30(1) Le prestataire est exclu du bénéfice des prestations s’il perd un emploi en raison de son inconduite ou s’il quitte volontairement un emploi sans justification, à moins, selon le cas :

  1. a) que, depuis qu’il a perdu ou quitté cet emploi, il ait exercé un emploi assurable pendant le nombre d’heures requis, au titre de l’article 7 ou 7.1, pour recevoir des prestations de chômage;
  2. b) qu’il ne soit inadmissible, à l’égard de cet emploi, pour l’une des raisons prévues aux articles 31 à 33.

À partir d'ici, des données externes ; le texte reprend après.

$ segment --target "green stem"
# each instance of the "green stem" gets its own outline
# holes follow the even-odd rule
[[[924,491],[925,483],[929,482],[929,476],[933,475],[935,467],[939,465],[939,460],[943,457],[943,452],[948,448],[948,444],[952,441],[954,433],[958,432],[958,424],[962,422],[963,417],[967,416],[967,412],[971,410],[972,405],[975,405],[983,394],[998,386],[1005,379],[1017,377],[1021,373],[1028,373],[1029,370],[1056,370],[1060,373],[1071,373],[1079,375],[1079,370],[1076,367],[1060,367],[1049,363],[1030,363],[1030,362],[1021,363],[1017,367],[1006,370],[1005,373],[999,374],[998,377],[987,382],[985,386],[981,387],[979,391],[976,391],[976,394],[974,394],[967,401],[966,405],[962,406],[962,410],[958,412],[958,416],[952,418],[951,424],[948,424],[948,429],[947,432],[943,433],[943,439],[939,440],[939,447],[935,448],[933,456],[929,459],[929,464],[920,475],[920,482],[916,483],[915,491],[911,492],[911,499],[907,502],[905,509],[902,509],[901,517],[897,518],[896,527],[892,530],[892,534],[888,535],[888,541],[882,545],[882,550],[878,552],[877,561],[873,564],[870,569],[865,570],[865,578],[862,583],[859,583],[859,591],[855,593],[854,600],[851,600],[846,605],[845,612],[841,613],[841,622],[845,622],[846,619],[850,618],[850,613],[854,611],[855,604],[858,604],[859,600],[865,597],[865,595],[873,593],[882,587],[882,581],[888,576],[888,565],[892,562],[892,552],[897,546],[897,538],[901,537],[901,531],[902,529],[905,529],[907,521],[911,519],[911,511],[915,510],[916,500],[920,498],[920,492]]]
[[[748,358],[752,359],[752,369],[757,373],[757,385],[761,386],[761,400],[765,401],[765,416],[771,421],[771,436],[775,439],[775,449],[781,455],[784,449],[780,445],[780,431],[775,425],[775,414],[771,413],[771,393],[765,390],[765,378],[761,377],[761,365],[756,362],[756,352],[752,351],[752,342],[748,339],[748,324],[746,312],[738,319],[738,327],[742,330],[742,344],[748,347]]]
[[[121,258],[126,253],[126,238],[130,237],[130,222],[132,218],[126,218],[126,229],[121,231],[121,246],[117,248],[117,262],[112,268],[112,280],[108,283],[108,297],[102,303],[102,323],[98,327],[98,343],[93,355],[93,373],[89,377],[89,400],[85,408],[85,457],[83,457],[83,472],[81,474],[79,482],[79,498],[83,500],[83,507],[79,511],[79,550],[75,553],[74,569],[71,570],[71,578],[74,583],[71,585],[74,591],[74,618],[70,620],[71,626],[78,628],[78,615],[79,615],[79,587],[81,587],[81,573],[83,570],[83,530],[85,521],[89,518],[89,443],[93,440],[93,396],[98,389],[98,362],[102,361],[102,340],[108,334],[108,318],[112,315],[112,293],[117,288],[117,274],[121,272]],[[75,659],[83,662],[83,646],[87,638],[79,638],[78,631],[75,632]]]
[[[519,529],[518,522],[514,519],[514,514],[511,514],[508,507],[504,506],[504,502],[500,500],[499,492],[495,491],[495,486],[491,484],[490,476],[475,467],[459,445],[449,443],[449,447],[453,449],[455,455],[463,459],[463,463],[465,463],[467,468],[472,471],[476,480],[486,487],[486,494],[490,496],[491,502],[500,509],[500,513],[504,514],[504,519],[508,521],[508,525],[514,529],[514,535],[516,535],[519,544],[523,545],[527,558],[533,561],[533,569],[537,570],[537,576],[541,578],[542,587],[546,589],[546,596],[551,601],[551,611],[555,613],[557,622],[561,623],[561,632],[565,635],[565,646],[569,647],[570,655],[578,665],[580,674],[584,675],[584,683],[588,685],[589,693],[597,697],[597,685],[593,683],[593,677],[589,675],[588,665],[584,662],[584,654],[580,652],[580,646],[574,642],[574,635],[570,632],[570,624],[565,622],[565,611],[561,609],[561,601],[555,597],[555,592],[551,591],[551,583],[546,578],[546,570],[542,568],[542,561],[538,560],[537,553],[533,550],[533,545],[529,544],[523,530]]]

(2) L’exclusion vaut pour toutes les semaines de la période de prestations du prestataire qui suivent son délai de carence. Il demeure par ailleurs entendu que la durée de cette exclusion n’est pas affectée par la perte subséquente d’un emploi au cours de la période de prestations.

(3) Dans les cas où l’événement à l’origine de l’exclusion survient au cours de sa période de prestations, l’exclusion du prestataire ne comprend pas les semaines de la période de prestations qui précèdent celle où survient l’événement.

(4) Malgré le paragraphe (6), l’exclusion est suspendue pendant les semaines pour lesquelles le prestataire a autrement droit à des prestations spéciales.

(5) Dans les cas où le prestataire qui a perdu ou quitté un emploi dans les circonstances visées au paragraphe (1) formule une demande initiale de prestations, les heures d’emploi assurable provenant de cet emploi ou de tout autre emploi qui précèdent la perte de cet emploi ou le départ volontaire et les heures d’emploi assurable dans tout emploi que le prestataire perd ou quitte par la suite, dans les mêmes circonstances, n’entrent pas en ligne de compte pour l’application de l’article 7 ou 7.1.

(6) Les heures d’emploi assurable dans un emploi que le prestataire perd ou quitte dans les circonstances visées au paragraphe (1) n’entrent pas en ligne de compte pour déterminer le nombre maximal de semaines pendant lesquelles des prestations peuvent être versées, au titre du paragraphe 12(2), ou le taux de prestations, au titre de l’article 14.

(7) Sous réserve de l’alinéa (1)a), il demeure entendu qu’une exclusion peut être imposée pour une raison visée au paragraphe (1) même si l’emploi qui précède immédiatement la demande de prestations — qu’elle soit initiale ou non — n’est pas l’emploi perdu ou quitté au titre de ce paragraphe.